You know by now that
the court adopted the government’s view of how substantive due process
review—which is fundamentally court review of the police power—should be
conducted. In the court’s view, the Washington State Constitution does not
provide enhanced protections for the substantive due process rights of property
owners. Instead, it provides no more protection than those found in the U.S.
Constitution and, accordingly, “rational basis” review applies. This means that
“a law regulating the use of property violates substantive due process only if
it fails to serve any legitimate governmental objective, making it arbitrary or
irrational.” Burden on the property owner does not matter.
For nearly 30 years, Washington courts have operated under the Presbytery framework, which applied heightened scrutiny to regulations for property rights and required courts to consider whether a regulation was “unduly burdensome” on property owners.
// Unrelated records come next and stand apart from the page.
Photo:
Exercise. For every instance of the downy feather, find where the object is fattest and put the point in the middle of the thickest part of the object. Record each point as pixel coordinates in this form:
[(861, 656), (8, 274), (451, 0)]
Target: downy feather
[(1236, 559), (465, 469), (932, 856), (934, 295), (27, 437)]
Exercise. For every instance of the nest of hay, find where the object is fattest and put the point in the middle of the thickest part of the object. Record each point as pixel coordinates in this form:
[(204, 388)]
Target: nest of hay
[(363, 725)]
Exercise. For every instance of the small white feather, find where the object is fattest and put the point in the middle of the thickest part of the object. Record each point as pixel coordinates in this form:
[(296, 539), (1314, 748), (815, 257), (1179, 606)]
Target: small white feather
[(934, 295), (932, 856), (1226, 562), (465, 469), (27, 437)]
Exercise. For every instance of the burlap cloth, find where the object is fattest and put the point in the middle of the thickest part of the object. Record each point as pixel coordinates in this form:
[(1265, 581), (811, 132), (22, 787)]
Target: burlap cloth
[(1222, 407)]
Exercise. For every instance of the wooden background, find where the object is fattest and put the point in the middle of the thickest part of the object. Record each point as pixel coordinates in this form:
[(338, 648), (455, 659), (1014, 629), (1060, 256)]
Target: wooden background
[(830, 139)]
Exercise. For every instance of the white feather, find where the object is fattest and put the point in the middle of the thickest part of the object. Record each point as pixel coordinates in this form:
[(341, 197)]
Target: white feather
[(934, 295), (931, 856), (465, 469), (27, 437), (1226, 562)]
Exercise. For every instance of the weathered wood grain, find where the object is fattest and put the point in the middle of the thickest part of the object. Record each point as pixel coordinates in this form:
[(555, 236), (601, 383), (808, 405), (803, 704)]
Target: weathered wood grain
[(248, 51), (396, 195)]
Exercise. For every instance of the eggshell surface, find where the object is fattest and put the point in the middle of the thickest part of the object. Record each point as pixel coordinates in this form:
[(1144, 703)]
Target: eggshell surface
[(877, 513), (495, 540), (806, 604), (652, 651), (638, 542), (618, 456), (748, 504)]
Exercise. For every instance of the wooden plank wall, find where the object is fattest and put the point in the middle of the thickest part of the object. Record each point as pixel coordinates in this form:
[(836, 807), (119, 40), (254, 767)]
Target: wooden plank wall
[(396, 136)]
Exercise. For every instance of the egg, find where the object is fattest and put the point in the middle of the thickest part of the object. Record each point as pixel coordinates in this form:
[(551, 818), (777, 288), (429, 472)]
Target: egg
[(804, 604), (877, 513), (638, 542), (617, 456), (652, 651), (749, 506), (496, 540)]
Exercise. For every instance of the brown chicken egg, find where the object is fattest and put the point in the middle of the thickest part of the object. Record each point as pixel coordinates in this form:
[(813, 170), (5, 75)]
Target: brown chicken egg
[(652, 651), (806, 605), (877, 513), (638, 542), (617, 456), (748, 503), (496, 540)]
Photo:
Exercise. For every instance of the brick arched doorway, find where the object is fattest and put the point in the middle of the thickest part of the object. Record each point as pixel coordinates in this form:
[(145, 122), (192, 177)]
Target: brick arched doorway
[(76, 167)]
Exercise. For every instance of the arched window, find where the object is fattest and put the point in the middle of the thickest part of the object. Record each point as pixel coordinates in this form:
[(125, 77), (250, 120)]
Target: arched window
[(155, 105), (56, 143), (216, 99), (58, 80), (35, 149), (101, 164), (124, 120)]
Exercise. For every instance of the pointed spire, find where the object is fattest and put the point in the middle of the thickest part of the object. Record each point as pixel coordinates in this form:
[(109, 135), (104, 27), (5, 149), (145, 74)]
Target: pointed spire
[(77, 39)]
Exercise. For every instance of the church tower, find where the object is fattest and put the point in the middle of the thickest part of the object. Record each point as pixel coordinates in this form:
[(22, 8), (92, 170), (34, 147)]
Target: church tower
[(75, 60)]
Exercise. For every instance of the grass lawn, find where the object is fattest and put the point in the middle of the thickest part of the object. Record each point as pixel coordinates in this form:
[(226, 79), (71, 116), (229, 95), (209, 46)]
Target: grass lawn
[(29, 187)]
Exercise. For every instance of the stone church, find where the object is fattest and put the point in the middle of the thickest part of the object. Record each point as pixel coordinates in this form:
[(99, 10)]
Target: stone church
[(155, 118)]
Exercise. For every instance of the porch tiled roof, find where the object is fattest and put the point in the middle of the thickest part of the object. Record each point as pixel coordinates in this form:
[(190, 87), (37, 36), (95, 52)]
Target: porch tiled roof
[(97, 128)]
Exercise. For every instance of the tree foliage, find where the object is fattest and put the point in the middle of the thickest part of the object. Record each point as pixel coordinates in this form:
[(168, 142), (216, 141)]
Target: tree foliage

That protection is now gone, and only government-friendly rational basis review survives. As if to drive the point home, the court included an appendix of 51 Washington State cases that Yim overrules. This is unprecedented, and it demonstrates that the court understood the magnitude of its decision.
Yesterday’s decision
reminds us of Ronald Reagan’s warning that “[f]reedom is never more than one
generation away from extinction. We didn’t pass it to our children in the
bloodstream. It must be fought for, protected, and handed on for them to do the
same.” Courts play a vital role in protecting our freedoms, but Yim also
reminds us that courts can also play a role in weakening those same rights. The
fight for liberty continues under all 51 of America’s constitutions.
Matt Miller
is a Senior Attorney at the Goldwater Institute.